Tym razem gościny miłośnikom fotografii udzielił pub Alibi przy ulicy Krótkiej. W jego wąziutkim korytarzu i nieco bardziej przestronnej salce zawisły zdjęcia nietypowe. Analogowe, niekoniecznie ostre, czasami prześwietlone i skadrowane nie zawsze zgodnie z tak zwanym kanonem (nie mylić z marką aparatu) :-) Usprawiedliwieniem takich efektów jest łomografia, lub też – z angielska lomografia, dziedzina fotografii, w której odnalazł się Piotr Mikołajczak, na co dzień student z Jeleniej Góry.
– Te obrazy nie dokumentują rzeczywistości, tylko ją odrealniają – mówił podczas otwarcia swojego wernisażu wystawy zatytułowanej „lomo-realia” autor zdjęć. Tu błąd bywa zaletą, a łamanie zasad wykładanych w podręcznikach i przez klasyków – regułą. Można by się obruszyć na takie podejście do „świętej” fotografii, ale – uwaga! – zasady łomografii akceptuje ponad pół miliona fotografujących na świecie. Mają swoje książki, strony internetowe i fora, gdzie wymieniają się doświadczeniami.

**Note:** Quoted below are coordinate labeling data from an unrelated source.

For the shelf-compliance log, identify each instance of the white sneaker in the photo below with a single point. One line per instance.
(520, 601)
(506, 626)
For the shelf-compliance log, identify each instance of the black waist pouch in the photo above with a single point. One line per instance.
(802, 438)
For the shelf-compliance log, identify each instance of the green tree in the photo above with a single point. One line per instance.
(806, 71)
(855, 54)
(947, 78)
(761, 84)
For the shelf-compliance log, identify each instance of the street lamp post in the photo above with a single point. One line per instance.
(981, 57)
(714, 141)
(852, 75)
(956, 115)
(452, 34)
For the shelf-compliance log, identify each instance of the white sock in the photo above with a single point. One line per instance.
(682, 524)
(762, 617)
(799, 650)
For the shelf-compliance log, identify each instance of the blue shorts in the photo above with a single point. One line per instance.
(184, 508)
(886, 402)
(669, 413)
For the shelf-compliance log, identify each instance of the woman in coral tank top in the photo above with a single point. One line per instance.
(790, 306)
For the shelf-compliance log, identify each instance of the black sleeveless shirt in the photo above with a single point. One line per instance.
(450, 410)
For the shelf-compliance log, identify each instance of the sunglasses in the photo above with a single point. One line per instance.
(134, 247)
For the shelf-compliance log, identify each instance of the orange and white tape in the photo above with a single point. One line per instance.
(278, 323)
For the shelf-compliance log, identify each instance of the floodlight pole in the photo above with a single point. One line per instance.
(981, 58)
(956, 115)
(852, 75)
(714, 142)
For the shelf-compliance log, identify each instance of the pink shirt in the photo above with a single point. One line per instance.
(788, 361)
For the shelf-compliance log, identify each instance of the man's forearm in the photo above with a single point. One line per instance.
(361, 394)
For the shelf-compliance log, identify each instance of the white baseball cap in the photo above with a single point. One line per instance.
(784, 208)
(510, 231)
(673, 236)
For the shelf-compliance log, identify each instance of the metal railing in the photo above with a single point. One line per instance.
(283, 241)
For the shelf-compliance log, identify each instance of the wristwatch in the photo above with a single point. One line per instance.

I pomyśleć, że to wszystko dzięki popularnemu niegdyś i w Polsce radzieckiemu aparacikowi marki Łomo, który na klasycznym negatywie naświetlał obrazki w formacie 6x6. Sam nurt łomografików rozwinął się jednak w Pradze, gdzie grupa austriackich studentów dorwała w komisie aparat wspomnianego typu i okryła jego nieznane możliwości. Wszystko działo się już po rozpadzie ZSRR i wstrzymaniu produkcji wymienionych urządzeń. Dziś wielu posiadaczy kupionego za grosze w fotooptyce sprzętu nawet nie wie, jaki ma skarb.
A łomografie? Można się nimi zachwycić i zarazić, ale też przejść obok nich zupełnie obojętnie.